16 April 2006

And a blessed Easter to you

My shower has been running slowly and I HATE standing in an inch of water by the time I am done. Dran-o has been no help, so I called the landlord to come snake out the pipes.

He sent over his assistant, Randy, yesterday morning. He is a huge man. Randy worked and worked for about an hour, and, covered in sweat, said he couldn't get it fixed.

He said he used to be a plumber and he had never seen anything like this before.

I said I knew he used to be a plumber because I could tell from his sag-ass pants and his visible buttcrack. (No, I didn't say that. But you know I thought about it.)

I said "It's not any better?"

"No," he said. "Now water won't even go down the drain."

Is a tiny String Section of DoomTM beginning to play in your head, too?

Sure enough, I looked at the shower floor, and it was covered with a layer of black muck. Now the inch of water wasn't sounding so bad.

A few hours later the landlord, Steve, came over to try and finish what Randy had started. After much banging and pounding, he broke off his snake in the pipe.

"I'm going to have to re-route the pipe," he said.

My house was built in 1940-something and apparently the plumbing was never really right. It was full of twists and bends and places for greasy hairballs to build up into drain-clogging monsters.

Steve told me his project would probably take all afternoon. I said that was ok since I was going to Mr. Stapler's for the afternoon and night. He assured me that when I got home, all would be well.

Being an early riser, I arrived back here at 8 a.m. to get ready for church.

Steve and Randy were standing in the driveway in their best crappy plumber outfits.

"We have some work to still do," Steve said. "And you can't use the water while we do it."

So I'm sitting here with my Easter bonnet on, listening to the sound of pounding and grinding and the smell of burning metal, clenching my muscles and hoping I don't have to pee until I go to church in half an hour. I'm wondering how a slow-draining shower turned into this debacle. This is my life.

Blessed Easter to you, too.


Anonymous said...

Just sag ass and butt-crack? No muffin top??? Sorry about the water... Happy Rabbits and Candy Day :)

Bamboo Lemur Boys Are Mean To Their Girls said...

Lol, sorry to laugh but it reminds me of that time on Mountain View when the septic tank clogged and shit came seeping out of the ground right under my bedroom window. Remember that? Or the tree roots that grew into the toilet pipes? I'm not sure but bad pipes seem to follow you.

MrsFortune said...

Um, Iz - what's "muffin top" mean ... sorry to show my ignorance.

Sorry for the shit, Sue! (Couldn't resist that alliteration). At least easter doesn't involve eating a lot of prunes and metamucil. Hope nobody replaces your chocolate bunnies with ex-lax.

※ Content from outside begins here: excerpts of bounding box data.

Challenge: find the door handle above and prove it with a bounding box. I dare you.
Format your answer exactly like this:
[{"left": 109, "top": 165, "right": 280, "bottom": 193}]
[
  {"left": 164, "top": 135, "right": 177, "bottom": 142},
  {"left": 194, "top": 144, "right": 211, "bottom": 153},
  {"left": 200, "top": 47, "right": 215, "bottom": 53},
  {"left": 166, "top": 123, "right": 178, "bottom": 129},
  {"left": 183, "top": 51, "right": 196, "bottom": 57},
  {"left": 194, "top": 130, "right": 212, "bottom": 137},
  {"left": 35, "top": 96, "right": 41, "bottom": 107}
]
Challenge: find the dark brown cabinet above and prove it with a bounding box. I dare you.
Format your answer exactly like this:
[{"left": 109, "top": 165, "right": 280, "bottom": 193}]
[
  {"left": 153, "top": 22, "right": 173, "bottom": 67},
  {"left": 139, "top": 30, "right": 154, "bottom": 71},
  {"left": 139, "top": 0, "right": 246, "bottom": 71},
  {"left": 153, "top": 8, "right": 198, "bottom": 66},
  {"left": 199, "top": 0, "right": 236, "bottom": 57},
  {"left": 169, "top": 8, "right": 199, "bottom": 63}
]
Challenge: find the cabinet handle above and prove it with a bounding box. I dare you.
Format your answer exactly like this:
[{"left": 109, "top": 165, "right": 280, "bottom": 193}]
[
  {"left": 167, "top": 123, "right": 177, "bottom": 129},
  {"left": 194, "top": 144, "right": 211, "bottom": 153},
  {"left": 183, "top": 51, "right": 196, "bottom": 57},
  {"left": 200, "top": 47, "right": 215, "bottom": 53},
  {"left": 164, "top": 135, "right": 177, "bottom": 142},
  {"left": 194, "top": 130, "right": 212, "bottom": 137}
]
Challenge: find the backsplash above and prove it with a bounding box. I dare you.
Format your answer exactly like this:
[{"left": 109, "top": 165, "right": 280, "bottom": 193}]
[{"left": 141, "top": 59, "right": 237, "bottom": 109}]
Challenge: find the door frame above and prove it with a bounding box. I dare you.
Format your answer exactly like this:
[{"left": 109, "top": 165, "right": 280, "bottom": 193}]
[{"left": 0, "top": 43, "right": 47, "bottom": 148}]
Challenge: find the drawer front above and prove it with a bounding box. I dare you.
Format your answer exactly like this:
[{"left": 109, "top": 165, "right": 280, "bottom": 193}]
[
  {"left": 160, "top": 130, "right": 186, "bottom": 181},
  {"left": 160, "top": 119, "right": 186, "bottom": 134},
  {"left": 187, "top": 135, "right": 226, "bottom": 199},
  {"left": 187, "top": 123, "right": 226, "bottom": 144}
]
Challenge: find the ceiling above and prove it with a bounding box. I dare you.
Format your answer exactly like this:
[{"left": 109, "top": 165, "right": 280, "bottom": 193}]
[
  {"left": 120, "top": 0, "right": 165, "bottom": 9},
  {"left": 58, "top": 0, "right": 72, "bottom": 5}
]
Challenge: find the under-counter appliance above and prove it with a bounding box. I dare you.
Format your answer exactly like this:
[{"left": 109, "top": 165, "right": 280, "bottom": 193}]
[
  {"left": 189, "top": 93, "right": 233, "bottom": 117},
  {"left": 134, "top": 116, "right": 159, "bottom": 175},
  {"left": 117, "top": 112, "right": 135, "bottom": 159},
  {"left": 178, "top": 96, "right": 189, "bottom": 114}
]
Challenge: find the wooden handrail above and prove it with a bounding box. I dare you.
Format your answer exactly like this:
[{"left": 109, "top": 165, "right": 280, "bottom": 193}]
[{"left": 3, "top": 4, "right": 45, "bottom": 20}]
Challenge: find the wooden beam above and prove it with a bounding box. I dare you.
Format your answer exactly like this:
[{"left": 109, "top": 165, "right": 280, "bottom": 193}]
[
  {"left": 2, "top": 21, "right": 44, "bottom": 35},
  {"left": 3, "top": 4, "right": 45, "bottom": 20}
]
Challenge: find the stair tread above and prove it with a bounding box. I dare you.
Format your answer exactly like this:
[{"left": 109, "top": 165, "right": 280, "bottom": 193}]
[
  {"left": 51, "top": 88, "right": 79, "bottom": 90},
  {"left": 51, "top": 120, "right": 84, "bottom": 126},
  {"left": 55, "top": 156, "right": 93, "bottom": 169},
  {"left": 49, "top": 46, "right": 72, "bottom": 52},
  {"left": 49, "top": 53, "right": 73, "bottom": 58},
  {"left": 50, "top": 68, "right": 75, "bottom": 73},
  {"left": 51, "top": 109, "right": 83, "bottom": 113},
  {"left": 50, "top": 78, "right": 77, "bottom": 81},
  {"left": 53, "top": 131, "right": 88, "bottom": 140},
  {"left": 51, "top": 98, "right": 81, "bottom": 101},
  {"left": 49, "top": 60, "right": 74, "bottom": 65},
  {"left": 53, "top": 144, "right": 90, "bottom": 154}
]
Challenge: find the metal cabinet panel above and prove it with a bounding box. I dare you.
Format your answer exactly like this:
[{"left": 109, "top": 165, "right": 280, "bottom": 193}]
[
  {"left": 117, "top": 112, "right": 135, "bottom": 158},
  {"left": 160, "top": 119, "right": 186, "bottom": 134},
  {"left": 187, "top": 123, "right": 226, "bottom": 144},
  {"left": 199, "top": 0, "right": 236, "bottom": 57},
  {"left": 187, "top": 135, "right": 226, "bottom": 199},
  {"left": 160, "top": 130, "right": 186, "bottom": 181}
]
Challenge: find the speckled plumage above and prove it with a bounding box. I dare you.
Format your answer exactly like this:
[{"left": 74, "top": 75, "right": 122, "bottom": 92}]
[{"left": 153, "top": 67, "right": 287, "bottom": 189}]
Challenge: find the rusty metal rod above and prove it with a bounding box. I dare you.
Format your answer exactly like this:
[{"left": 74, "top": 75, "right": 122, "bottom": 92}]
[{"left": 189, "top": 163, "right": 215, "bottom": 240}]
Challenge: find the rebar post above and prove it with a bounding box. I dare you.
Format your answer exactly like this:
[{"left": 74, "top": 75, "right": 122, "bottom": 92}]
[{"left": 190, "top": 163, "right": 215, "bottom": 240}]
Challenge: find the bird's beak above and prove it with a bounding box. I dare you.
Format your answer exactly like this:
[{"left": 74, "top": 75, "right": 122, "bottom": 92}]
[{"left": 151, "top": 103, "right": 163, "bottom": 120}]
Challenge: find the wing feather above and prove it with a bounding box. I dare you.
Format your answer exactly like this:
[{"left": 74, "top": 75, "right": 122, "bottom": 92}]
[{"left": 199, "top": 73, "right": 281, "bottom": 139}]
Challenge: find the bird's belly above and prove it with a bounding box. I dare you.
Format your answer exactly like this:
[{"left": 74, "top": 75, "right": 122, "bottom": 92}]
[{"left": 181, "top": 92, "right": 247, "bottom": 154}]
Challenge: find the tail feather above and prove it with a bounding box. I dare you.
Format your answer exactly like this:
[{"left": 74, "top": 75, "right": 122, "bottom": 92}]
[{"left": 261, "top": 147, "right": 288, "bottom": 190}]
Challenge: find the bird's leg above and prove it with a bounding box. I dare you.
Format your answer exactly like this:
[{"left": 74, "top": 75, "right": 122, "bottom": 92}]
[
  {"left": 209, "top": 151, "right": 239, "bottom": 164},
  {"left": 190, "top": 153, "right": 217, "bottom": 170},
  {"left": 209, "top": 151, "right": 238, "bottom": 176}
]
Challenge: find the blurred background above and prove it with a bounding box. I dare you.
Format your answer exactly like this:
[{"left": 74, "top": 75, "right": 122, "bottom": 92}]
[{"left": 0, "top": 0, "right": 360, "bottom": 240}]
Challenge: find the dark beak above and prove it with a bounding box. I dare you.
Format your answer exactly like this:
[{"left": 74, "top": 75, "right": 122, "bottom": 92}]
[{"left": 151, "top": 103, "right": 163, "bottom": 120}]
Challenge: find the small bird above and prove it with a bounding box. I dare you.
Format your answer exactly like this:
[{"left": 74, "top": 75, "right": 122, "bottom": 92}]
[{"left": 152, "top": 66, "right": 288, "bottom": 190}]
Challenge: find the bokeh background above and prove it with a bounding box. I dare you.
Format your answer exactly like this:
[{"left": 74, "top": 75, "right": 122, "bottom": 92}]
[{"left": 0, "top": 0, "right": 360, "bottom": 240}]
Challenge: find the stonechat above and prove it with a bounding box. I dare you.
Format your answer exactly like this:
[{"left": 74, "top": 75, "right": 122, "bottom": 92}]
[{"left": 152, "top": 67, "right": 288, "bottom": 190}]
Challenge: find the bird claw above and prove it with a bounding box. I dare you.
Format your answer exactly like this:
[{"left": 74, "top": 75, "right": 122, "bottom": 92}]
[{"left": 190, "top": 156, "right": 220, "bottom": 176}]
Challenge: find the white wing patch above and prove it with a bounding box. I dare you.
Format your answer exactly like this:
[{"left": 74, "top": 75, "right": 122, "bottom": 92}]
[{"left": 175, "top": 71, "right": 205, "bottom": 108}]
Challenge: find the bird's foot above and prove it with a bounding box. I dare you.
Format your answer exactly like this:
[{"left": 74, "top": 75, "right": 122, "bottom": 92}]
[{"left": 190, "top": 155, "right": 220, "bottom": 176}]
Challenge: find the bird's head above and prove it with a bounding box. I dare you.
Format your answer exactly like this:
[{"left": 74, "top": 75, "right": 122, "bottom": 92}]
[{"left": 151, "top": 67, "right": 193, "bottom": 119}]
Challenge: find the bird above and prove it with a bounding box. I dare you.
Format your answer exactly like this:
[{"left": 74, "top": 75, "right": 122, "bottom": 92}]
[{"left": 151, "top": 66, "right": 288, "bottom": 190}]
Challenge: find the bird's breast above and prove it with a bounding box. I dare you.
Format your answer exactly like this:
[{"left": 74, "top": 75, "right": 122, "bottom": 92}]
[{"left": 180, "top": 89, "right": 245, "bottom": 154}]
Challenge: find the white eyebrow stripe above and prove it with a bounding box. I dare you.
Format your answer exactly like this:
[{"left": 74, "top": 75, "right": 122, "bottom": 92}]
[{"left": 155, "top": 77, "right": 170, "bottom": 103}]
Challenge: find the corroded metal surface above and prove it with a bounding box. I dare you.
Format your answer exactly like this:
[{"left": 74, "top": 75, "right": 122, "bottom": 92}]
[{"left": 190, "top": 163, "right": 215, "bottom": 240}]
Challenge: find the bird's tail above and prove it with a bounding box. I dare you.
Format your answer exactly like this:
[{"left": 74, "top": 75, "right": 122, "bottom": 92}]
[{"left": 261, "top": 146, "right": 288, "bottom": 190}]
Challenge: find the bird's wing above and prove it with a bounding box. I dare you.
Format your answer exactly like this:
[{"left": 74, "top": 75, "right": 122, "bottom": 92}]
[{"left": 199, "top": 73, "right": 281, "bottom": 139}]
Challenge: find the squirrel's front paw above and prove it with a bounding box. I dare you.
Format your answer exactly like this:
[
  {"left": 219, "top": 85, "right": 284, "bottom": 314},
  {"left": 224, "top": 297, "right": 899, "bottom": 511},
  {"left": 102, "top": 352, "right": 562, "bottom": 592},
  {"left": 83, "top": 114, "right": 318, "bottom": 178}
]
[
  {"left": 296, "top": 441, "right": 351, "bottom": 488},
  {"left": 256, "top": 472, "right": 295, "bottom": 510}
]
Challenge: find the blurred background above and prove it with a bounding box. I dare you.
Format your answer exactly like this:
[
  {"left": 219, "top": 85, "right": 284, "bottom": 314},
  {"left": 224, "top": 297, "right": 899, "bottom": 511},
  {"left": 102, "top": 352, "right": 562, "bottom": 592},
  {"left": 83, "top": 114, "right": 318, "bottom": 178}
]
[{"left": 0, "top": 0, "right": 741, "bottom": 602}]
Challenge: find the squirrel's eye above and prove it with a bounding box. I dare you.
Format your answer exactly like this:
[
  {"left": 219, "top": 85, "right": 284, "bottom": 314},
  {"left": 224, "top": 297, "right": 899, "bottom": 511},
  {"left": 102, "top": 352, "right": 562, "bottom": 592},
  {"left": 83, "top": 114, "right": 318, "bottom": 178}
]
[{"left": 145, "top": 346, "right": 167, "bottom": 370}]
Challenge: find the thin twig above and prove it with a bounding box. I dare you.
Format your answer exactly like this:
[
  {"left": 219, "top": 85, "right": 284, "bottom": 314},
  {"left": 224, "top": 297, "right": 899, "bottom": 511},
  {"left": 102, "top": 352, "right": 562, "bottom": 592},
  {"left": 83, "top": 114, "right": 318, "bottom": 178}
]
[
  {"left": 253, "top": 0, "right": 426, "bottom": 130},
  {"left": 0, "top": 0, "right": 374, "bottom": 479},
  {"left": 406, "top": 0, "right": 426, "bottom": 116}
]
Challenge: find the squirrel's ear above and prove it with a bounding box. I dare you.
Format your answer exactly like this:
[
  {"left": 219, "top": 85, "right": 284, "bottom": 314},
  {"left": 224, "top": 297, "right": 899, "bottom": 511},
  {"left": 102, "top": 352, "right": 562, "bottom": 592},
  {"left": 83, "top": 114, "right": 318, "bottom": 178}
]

Hey, did Mr. Stapler ever name that adorable dog???

Janet Evening said...

You have a tiny string section of doom? Mine plays chimes...

noncommon said...

i once made $80 potato salad! i called it that because that's how much the plumber cost to come and snake out all the potato skins i sent down the garbage disposal. don't you just love plumbing? isn't it wonderful when you are faced with sludge, and unmoving bio-hazard? hope it all flushes out. and yea, i was wondering, too, what the new baby dog was named.

SUEB0B said...

A "muffin-top" I learned just the other day, is that roll of fat that bulges out over low-rise (or sag-ass) jeans.

Gandhi - ah yes, the fun of Mtn View poop. The last year I lived there (and about the third time that poop had bubbled up into Bianca's yard) I found out that poor Bianca had been cleaning it up every time...I had assumed the plumbers did it but no. EEEEEch.

The dog's name is (drum roll please) Kelly. Which is the name she came from the pound with. Mr. Stapler has not been in a terribly creative mood lately.

We had $80 sweet potatoes one Thanksgiving LOL. Same problem.

spotted elephant said...

Ehhhh, sorry to hear that. Plumbing problems are gross.

We have a slow drain in our tub, and now I'm thinking about just leaving it alone. :)

super des said...

once I had the exact smae problem... except for the fact that it began in the toilet instead of the shower. you can imagine the mess, and the fun times we had. Luckily I didn't have to clean it up.